If I block the feeder, why am I still getting seed raids?
They can, especially when the bird activity is creating spill, for example with large ground-feeding birds or messy feeders. If you use a tray, platform, or any feeder that produces frequent shell and hull drop, you may get groundhog attraction even if the feeder itself is baffled. The quickest way to reduce secondary visitors is daily hull cleanup plus choosing mixes and feeder designs that produce less debris.
Is limiting feeding hours actually effective, or will groundhogs just move their feeding time?
Bring feeders in or empty trays between early morning and late afternoon as a “reset,” then reintroduce feeding in a consistent schedule while you install physical barriers. Groundhogs often adjust their routine when food availability changes, so consistent timing works better than random day-to-day changes.
Do I need a baffle if my feeder is already high off the ground?

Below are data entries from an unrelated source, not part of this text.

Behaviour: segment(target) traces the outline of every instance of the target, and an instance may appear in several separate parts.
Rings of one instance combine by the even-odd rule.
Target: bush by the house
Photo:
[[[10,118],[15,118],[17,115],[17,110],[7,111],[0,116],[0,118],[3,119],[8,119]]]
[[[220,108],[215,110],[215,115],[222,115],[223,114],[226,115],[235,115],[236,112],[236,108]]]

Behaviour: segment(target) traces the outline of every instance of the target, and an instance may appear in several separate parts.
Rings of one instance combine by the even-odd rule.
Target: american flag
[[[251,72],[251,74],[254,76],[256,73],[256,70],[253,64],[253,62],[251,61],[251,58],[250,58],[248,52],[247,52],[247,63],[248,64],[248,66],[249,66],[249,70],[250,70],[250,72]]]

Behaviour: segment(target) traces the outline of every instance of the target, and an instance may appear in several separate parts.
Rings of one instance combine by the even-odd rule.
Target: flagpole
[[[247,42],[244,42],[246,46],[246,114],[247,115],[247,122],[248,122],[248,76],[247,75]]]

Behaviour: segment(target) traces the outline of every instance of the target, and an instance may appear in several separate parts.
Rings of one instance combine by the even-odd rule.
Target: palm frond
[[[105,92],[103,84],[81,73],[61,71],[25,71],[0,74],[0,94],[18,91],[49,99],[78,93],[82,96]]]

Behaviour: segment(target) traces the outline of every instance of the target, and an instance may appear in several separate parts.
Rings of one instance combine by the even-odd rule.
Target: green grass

No, because groundhogs cannot climb like squirrels. The key risk is bypassing the barrier by jumping from nearby cover (fence rails, tree branches, deck edges). If the feeder is within reach of any jump-off point, even a good baffle can be overcome.
When are groundhogs most likely to raid bird seed in my area?
Expect the highest activity when groundhogs are actively foraging, which in many regions is spring through summer, with peak mid-morning to early afternoon. In colder climates, late fall may naturally reduce visits, but in mild winters the raiding window can be longer. If your issue is happening now, treat it as a sign the local groundhogs are still actively feeding.
Is it better to relocate a groundhog if it is raiding my feeders?
Relocation can fail or backfire because it does not remove the underlying attractants, and it may violate state rules. Also, a new groundhog moving in can take the same route to the same food. If you suspect an established burrow near your feeder area, exclusion or professional nuisance control is usually more reliable than moving the animal.
How do I know if the raiding is from groundhogs or from birds knocking seed to the ground?
Groundhogs are primarily herbivores, so a sudden appearance at seed piles is usually linked to easy calories, spilled seed, and accessible tray bottoms. If your yard has been cleaned recently and storage is sealed, but raiding starts again, check for a new spill source such as a new feeder, a different seed mix, or a broken tray lip that is dropping hulls onto bare ground.
I have a fence, why are groundhogs still getting to the feeders?
Not always. Tall fences can be bypassed by jumping, and many “partial” barriers fail where they do not stop digging. If groundhog pressure is consistent or you see travel lanes along bases, you likely need a perimeter exclusion plan (above ground barriers plus a buried mesh skirt) rather than relying on a single fence section.
At what point should I stop treating this as a one-off visit and start exclusion?
If you are seeing frequent arrivals or persistent activity at the same spot, the pattern suggests more than a single casual visit. Look for signs like consistent footprints, repeated seed trays emptied in the same manner, or a nearby burrow entrance. In those cases, setting up exclusion before the animal “claims” the area usually prevents ongoing raids through the active season.